Skill level: Intermediate
Correlation is a powerful tool used to determine the relationship between an input and an output variable.
Correlation is not necessarily causation. That said, it is generally the intent to (with adequate understanding of a process) understand how an input variable will or can be used to affect the output variable.
Adequate understanding of the process is needed to determine causation. If the process is not adequately well known, then more research will be required to determine if the relationship is causal.
There are many extensions to basic correlation that may allow the user to build direct mathematical models for process variables. In the simplest form, it is easy to determine positive/negative and degree of correlation. This is helpful when communicating process parameters.
- Visually communicates potential dependencies
- Can be extended to develop working models
- Well understood by experts, and quick checks are available to prevent misinterpretation
How to Use
- Step 1. Identify the variables.
- Step 2. Determine what predictor or independent input variables are important and what variables will be tested.
- Step 3. Determine what dependent output variable is of interest and is tied to the desired outcome.
- Step 4. Collect data.
- Step 5. Using a data analysis package (something as simple as a spreadsheet plotting function can be used), plot the data where x is the independent variable and y is the dependent variable.
- Step 6. Review the plot for positive or negative correlation.

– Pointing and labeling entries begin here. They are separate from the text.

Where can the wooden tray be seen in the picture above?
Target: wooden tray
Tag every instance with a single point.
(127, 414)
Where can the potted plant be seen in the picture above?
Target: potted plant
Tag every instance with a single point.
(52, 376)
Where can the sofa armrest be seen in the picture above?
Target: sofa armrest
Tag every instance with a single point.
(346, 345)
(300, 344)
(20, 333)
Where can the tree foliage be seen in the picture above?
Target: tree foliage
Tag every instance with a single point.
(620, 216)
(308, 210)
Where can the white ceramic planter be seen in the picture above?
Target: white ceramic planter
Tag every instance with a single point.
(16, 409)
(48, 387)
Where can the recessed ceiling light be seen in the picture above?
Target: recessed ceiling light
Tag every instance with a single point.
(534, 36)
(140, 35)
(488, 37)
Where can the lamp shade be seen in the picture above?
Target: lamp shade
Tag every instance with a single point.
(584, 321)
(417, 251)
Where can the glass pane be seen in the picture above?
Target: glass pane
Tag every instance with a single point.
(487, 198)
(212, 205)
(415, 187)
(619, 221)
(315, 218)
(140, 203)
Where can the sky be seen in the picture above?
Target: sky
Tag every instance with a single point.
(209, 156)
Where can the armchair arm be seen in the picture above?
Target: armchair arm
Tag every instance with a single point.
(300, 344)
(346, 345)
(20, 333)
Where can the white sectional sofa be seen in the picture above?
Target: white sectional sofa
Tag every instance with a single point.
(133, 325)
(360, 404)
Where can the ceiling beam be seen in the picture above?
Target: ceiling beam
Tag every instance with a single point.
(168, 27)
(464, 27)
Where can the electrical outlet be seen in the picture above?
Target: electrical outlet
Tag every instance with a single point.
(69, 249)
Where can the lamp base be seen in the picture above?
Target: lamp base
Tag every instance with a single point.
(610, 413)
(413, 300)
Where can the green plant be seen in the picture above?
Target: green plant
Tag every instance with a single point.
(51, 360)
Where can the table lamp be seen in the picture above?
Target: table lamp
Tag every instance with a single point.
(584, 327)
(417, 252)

- Step 7. Calculate r squared (r2) values.
Negative correlation: When the dependent variable changes inversely proportionally to the independent variable.
Positive correlation: When the dependent variable changes proportionally to the independent variable.
r2 value: Derived from the Pearson correlation coefficient r, which reflects the strength and direction of the correlation. Squaring r results in a percentage variation of x relative to y. r2 is always positive and can range from 0 to 1. 1 designates perfect correlation, effectively forming a line where y=f(x) with no data points not on the line. 0 indicates that there is effectively no correlation between
y and x.
A copier service company, in an attempt to optimize service cost, sought to understand if there is a relationship between preventative maintenance (PM) time and cost of service per printed page. Engineering staff developed a standard PM procedure and determined the length of time it should take. The company realized that the PM time seen in the field varied widely from the standard time and decided to test whether deviations from the standard PM time correlated with higher service cost.
Data were extracted from the service tracking system to show cost per 1000 pages and PM time. PM time was subtracted from the standard with the absolute value taken because the company wanted to know if the cost was correlated with either taking too long or cutting a PM short.
The graph below shows clear strong positive correlation. The r2 value was .86 or 86%. The exercise proved that this is an area the company should investigate further and understand if a causal relationship exists.